If you would like to know where I received my formal education in wine making go to this YouTube video – The Gift of Wine. Of the 738,071 views this man has received, I believe I’m responsible for the last 8,070, His Northern English accent still haunts my husbands dreams. I also hear his voice in my sleep and I’ve never slept better. His was the most simple instruction. However, I think I made a boo boo. This was how to make red wine. The Beverage People newsletter mentions straining the must (crushed grape skins that float to the top) before primary fermentation in a bucket. Well, it’s all going to be ok. I had all the equipment to measure brix (sugar,) a commercial grade Chardonnay yeast and a good size paddle to keep the juice agitated daily. What could go wrong? Uh, everything.
Secondary fermentation required I siphon the juice into a “carboy” a plastic jug that resembles a water cooler tank. That was messy but again, success.

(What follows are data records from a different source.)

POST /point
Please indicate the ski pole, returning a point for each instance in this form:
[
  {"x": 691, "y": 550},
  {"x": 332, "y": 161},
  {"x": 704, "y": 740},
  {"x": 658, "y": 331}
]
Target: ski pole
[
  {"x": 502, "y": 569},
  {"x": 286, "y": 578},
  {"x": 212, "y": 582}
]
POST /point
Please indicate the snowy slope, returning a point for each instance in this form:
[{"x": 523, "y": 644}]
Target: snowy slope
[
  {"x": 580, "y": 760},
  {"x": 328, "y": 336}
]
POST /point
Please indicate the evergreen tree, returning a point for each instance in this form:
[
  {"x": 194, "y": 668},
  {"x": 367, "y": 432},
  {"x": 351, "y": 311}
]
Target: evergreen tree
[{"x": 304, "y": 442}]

There it sat probably for too long until some hapless dinner guests were enlisted to help me bottle the wine. We tasted it. It was kinda plasticy, high alcohol, not sour, not too harsh, but still bubbling with fermentation. It kinda tasted like beer. Whoops. Once bottled, I let my 16 bottles sit on their side in a dark, dank corner of my cellar. My curious nature had catastrophic thoughts racing through my head. Had I thoroughly F’d up. As luck would strike, I met a gentleman at my client’s office who was knowledgeable about brewing and wine fermentation. He was rather bookish on the subject so I told him I was going to conduct a tasting of my 2014 vintage in his office. He said he could help me diagnose any issues. Why do this with a client you ask? Because the checks should clear regardless of hospitalization. I’m not intimidated by the risks. I equate this to team building, like a trust fall.
The tasting was a surprise. His verdict: “I think this is going to be a nice wine. Doesn’t taste screwed up, it tastes like it needs some aging. Good job.”
So there you have it. My first vintage on it’s way to being a perfectly “mediocre at best” wine to drink in the Fall. I plan to open a few bottles around Halloween with a label that says “Scary Shite” 2014 Chardonnay, CWC Prestige Cellars. I’m taking advanced orders if you are interested.